Quindi è stato questo a permetterei di sedere con loro e non i 4 biscottini al burro che ho portato in dono.
Il messaggio era chiaro, avevamo tutti una macchina fotografica, ma nessuno osava scattare o domandarne il permesso. Tra sorrisi e tentativi di comunicazione le donne omanite hanno avuto un’idea brillante: ci hanno portato i loro bambini, affidandoli alle nostre braccia lusingate.
I bambini sono magici e potenti, e questi inoltre erano bellissimi con le loro minuscoli unghie rosse di hennè, gli occhi d’inchiostro nero contornati da kajal e i capelli che profumavano di incenso, è stato tutto molto naturale, il legame era ormai stretto e le macchine fotografiche hanno incominciato a lavorare tra le loro risate e la nostra gratitudine.
Dapprincipio timide, queste donne si sono lasciate ritrarre a nostro piacimento, arrivando a cambiarsi di abito per sentirsi più belle e sicure, rimanendo sempre favolose.
Quando è arrivata una macchina della polizia fermandosi proprio davanti a noi, pensavamo che la festa fosse finita e ci siamo immobilizzati tutti (io in quel preciso istante stavo insegnando a fotografare ad una bambina di 2 o 3 anni, Mariah, che rideva a crepapelle ogni volta che vedeva il risultato del suo scatto sul display), ma alla fine il militare si è rivelato essere il figlio di una delle nostre nuove amiche che, come tutti i maschi del mondo, era andato a prendere del cibo dalla madre.

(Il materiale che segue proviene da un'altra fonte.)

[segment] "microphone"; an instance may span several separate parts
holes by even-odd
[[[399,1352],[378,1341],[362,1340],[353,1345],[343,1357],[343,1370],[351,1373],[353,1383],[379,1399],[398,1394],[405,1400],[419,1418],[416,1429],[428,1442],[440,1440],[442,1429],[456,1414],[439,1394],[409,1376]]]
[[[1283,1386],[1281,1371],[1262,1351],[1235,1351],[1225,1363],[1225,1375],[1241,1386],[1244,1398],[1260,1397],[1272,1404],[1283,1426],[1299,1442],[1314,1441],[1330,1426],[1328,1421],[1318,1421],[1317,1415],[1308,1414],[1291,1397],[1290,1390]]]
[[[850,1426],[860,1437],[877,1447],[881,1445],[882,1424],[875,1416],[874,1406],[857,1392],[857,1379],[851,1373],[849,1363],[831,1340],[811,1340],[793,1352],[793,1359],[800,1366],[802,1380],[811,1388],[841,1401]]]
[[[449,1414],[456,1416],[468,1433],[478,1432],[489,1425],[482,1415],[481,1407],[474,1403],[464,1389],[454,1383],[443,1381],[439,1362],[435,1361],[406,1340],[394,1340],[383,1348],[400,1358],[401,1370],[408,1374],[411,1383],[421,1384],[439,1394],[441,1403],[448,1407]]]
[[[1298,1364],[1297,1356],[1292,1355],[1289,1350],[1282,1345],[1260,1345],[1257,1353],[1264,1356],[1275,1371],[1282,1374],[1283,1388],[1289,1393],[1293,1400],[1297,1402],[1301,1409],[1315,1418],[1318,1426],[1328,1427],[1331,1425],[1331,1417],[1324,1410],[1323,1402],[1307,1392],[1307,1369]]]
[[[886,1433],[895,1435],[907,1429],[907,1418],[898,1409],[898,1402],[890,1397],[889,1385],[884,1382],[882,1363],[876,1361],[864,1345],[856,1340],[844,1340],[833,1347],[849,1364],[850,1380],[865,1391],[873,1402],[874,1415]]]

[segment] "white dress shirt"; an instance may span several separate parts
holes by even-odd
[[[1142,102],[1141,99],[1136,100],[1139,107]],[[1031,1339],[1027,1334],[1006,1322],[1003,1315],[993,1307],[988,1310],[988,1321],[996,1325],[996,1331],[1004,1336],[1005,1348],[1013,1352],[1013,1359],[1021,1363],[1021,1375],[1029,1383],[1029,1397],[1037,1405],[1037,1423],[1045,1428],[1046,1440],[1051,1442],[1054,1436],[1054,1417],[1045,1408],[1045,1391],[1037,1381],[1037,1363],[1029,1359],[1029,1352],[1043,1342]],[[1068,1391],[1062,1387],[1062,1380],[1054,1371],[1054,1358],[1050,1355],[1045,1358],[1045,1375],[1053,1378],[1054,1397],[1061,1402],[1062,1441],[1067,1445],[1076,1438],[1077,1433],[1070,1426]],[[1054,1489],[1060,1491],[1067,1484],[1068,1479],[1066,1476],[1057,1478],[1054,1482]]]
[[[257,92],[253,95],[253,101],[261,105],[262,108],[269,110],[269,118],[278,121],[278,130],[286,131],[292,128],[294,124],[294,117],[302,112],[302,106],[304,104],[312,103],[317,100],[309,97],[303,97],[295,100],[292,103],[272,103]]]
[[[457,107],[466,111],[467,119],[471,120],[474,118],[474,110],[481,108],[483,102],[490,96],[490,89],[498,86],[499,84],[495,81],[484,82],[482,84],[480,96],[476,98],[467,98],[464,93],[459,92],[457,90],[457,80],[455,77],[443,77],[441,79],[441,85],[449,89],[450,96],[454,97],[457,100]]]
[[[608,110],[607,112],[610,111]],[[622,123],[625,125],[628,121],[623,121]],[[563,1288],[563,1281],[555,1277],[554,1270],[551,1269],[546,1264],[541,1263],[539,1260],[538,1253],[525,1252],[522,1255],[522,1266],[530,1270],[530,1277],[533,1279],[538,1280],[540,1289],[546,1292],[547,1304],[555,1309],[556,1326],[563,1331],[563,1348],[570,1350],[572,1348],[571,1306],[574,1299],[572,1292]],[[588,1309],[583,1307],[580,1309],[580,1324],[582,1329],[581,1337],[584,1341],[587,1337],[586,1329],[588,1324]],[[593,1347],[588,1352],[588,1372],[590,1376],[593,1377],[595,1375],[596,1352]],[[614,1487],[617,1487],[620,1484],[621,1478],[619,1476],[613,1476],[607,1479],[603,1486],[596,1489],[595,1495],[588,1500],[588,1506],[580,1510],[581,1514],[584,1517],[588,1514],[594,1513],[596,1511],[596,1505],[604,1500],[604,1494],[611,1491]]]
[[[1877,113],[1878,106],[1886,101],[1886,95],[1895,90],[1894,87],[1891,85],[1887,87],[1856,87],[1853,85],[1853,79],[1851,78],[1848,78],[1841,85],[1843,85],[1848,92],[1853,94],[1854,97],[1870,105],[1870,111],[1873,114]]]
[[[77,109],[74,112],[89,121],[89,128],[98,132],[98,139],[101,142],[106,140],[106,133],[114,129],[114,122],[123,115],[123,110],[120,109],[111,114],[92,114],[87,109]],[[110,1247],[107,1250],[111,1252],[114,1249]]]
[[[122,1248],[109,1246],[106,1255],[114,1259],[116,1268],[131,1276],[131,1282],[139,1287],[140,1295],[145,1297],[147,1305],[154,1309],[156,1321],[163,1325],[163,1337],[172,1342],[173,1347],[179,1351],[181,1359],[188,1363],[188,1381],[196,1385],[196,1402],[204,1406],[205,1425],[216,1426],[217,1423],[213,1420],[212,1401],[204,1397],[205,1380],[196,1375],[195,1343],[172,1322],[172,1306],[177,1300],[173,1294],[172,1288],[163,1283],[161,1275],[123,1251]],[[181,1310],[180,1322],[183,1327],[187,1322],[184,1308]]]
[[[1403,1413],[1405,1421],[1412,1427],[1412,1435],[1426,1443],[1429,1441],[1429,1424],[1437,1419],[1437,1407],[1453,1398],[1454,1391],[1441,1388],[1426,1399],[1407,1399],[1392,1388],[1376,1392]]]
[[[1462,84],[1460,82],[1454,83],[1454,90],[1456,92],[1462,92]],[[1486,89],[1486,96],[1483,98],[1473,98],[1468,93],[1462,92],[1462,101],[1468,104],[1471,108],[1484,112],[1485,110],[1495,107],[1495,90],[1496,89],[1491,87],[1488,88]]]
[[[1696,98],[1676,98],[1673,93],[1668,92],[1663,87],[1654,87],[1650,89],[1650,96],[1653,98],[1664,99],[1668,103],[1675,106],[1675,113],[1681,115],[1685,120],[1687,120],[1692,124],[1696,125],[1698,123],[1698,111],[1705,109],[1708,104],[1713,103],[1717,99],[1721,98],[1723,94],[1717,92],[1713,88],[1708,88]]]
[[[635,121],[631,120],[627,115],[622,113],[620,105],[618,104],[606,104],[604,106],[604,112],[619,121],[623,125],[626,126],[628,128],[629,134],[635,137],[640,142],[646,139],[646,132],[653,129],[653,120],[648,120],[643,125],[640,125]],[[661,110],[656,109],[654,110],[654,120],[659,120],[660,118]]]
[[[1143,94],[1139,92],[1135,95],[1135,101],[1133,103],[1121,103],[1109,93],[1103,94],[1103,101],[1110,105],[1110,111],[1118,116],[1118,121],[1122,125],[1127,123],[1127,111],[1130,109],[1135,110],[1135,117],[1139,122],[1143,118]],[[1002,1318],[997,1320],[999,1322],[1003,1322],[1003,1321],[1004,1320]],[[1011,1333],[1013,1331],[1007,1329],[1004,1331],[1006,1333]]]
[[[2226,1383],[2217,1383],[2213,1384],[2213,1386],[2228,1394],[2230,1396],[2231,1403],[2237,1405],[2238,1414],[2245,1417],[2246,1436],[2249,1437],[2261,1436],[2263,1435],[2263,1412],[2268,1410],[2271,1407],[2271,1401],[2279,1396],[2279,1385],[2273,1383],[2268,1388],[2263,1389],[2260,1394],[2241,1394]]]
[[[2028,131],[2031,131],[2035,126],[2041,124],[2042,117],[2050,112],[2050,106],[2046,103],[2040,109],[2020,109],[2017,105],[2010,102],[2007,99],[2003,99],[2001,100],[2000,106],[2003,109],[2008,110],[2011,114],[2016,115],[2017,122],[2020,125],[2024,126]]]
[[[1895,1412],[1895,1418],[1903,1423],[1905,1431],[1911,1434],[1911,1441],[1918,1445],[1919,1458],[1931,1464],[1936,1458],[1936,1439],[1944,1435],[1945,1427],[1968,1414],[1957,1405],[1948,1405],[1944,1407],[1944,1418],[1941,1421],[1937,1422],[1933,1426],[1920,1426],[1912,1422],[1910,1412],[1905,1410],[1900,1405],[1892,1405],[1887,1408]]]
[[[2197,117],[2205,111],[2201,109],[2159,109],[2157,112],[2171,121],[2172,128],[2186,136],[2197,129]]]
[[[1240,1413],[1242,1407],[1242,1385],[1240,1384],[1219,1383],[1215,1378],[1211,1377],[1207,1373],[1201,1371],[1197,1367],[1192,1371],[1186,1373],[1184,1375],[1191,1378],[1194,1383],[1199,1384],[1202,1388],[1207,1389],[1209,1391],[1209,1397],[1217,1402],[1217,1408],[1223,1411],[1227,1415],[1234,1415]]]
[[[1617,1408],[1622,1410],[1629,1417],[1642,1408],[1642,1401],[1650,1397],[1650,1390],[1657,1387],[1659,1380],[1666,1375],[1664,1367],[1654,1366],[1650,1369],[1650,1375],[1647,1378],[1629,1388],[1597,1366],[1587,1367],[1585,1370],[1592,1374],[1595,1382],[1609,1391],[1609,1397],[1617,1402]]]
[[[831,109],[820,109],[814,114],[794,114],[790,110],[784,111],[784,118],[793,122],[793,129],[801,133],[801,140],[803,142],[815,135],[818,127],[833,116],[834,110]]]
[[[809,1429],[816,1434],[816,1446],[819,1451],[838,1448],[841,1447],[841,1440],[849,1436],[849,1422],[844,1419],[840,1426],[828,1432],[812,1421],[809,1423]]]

Poco dopo è arrivato Mohammed un signore con delle mani più grandi di Gianni Morandi, rubando la scena alle donne ci ha invitati a casa sua; è qui che assaggiamo l’ospitalità omanita: ci dissetiamo con della buonissima acqua piovana, del tè e mangiamo la fafaia (così si chiama la papaia qui) raccolta nel suo giardino. È difficile riuscire a riprendere il nostro viaggio, Mohammed ci vuole per pranzo, ma troviamo la forza di rifiutare e siamo di nuovo on the road fino alla famigerata Snoopy Island, un grosso scoglio battezzato così da qualcuno che evidentemente era riuscito a trovare della droga in giro.
Tuffarci in mare è stato liberatorio, eravamo tutti accaldati e stanchi io avevo i capelli come un cespuglio di paglia secca, Guido era di un colore rosso magenta, il Castri pezzato come uno dei tori del giorno prima e Walter… mah, Walter tutto sommato stava bene.
Anche in questo stato il mare ci ha accolti mostrandoci di quanta vita è capace, abbiamo terminato il nostro weekend nuotando tra pesci coloratissimi, tartarughe e giganti seppie aliene.
I 3 maschi dicono che c’era pure uno squalo, io non l’ho visto, pare che si sia allontanato nuotando sotto di me, ma avevo la testa fuori dall’acqua in quel momento e me lo sono perso… all’inizio ho pensato che fosse un tipico scherzo da maschi: “hai un ragno in testa”, “c’è uno squalo sotto di te”, ma poi ho notato le loro facce spaventate e ho ripensato al modo disperato in cui hanno urlato “c’è uno squalo!!!” e ho capito che non era una burla… mi spiace solo non aver provato anche io quel misto di eccitazione e paura che puoi avere vedendo una di queste creature fiere e bistrattate.

Se hai letto tutto fino a qui, prima di tutto: grazie, secondo significa che l’Oman è un posto che devi visitare, pensaci e fallo senza appoggiarti a viaggi organizzati, è un paese sicuro, economico e pressoché incontaminato.
L’Oman ha molte altre meraviglie che io non ho ancora visto: la via dell’incenso, la coltivazione delle rose per la produzione della famosa “acqua di rose”, un deserto pazzesco, montagne altissime, lussureggianti e lunari, un mare incontaminato dove nuotano delfini e molto altro.
Ma sono le persone a renderlo ancor più speciale, forse perché la loro curiosità nei nostri confronti è pari alla nostra, forse ancora non hanno avuto tempo di odiare il turismo, visto che è solo da pochi anni che le frontiere sono aperte, o forse è proprio la loro indole, in ogni caso per la prima volta nella mia vita mi sono sentita un’esploratrice e non una turista.